Yesterday, broiler chicken was sold for Tk 270 a kg in the capital, up from Tk 160 one and a half months ago.
"I have never seen broiler chicken being sold at such a high price. I'm worried that the price may cross the Tk 300-mark in Ramadan," said Shamim Alam, a banker, at the capital's Hatirpool kitchen market.
A trader charged Shamim Tk 510 for a broiler chicken.
"My daughter loves to eat chicken. Otherwise, I would have bought beef," Shamim told the trader.
Prices of all breeds of chicken started going up in the capital one and a half months ago.
Yesterday, the Sonalika breed was sold for Tk 370 per kg and local breed Tk 630 per kg, up from Tk 270 and Tk 500 one and a half months back, according to the market analysis of Dhaka Metropolitan Police.

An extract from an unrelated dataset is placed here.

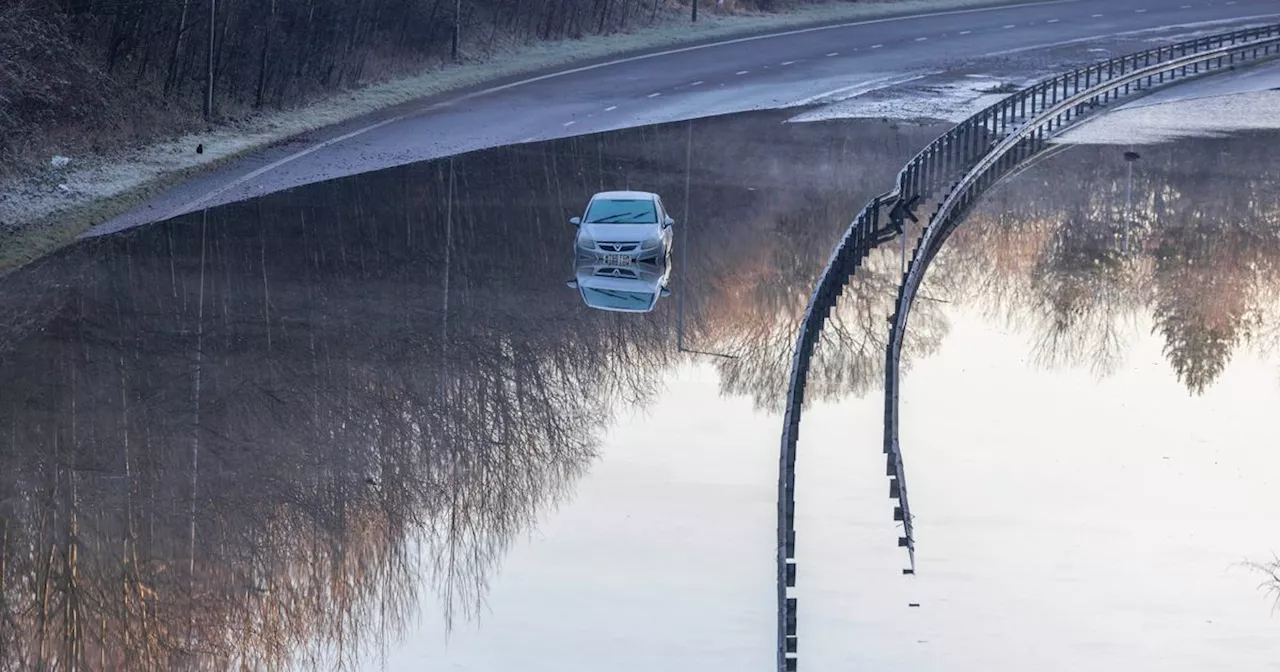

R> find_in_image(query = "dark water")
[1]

Halima, a resident of Bhashantek slum, went to the kitchen market in the slum yesterday to buy chicken but returned home with chicken liver, head, neck, and feet which she bought at Tk 120 per kg.
The woman, who bought chicken a month ago, said, "I could not even think of such a high price of chicken."

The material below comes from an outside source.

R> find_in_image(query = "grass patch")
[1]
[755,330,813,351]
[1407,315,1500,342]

Reajul Huq, director (administration) of the Department of Livestock Services, blamed high prices of chicks and feed and rise in demand for the price hike.
"The department cannot intervene in the market as it is an independent business," he told The Daily Star.
Moshiur Rahman, an accountant at a private firm, buys groceries every Friday.
"We live in a large joint family. We need at least eight chickens of local breed every week. The current price of eight chickens is about Tk 5,200. With this amount, I could buy about 7.5kg beef," he told this newspaper, adding that his family was switching from chicken to red meat.
Like him, many others are now switching from chicken to beef. Taking it as an opportunity, meat traders have increased the beef price by Tk 50 to Tk 750 per kg.
The price of mutton has also gone up to Tk 1,100 per kg from Tk 950 in the last one and a half months.
Sumoon Howlader, president of Bangladesh Poultry Association, said taking all related production and supply costs into consideration, the retail price of broiler chicken should not be more than Tk 220 per kg.
"A syndicate of some private companies is controlling the chicken market. It is also involved in price manipulation," he alleged.
Meanwhile, Agriculture Minister Muhammad Abdur Razzaque yesterday hinted that the prices of meat may remain high for several more months.
"The price of poultry won't come down soon. We will have to wait for at least six to seven months to buy chicken at lower prices," he said at a programme in the capital.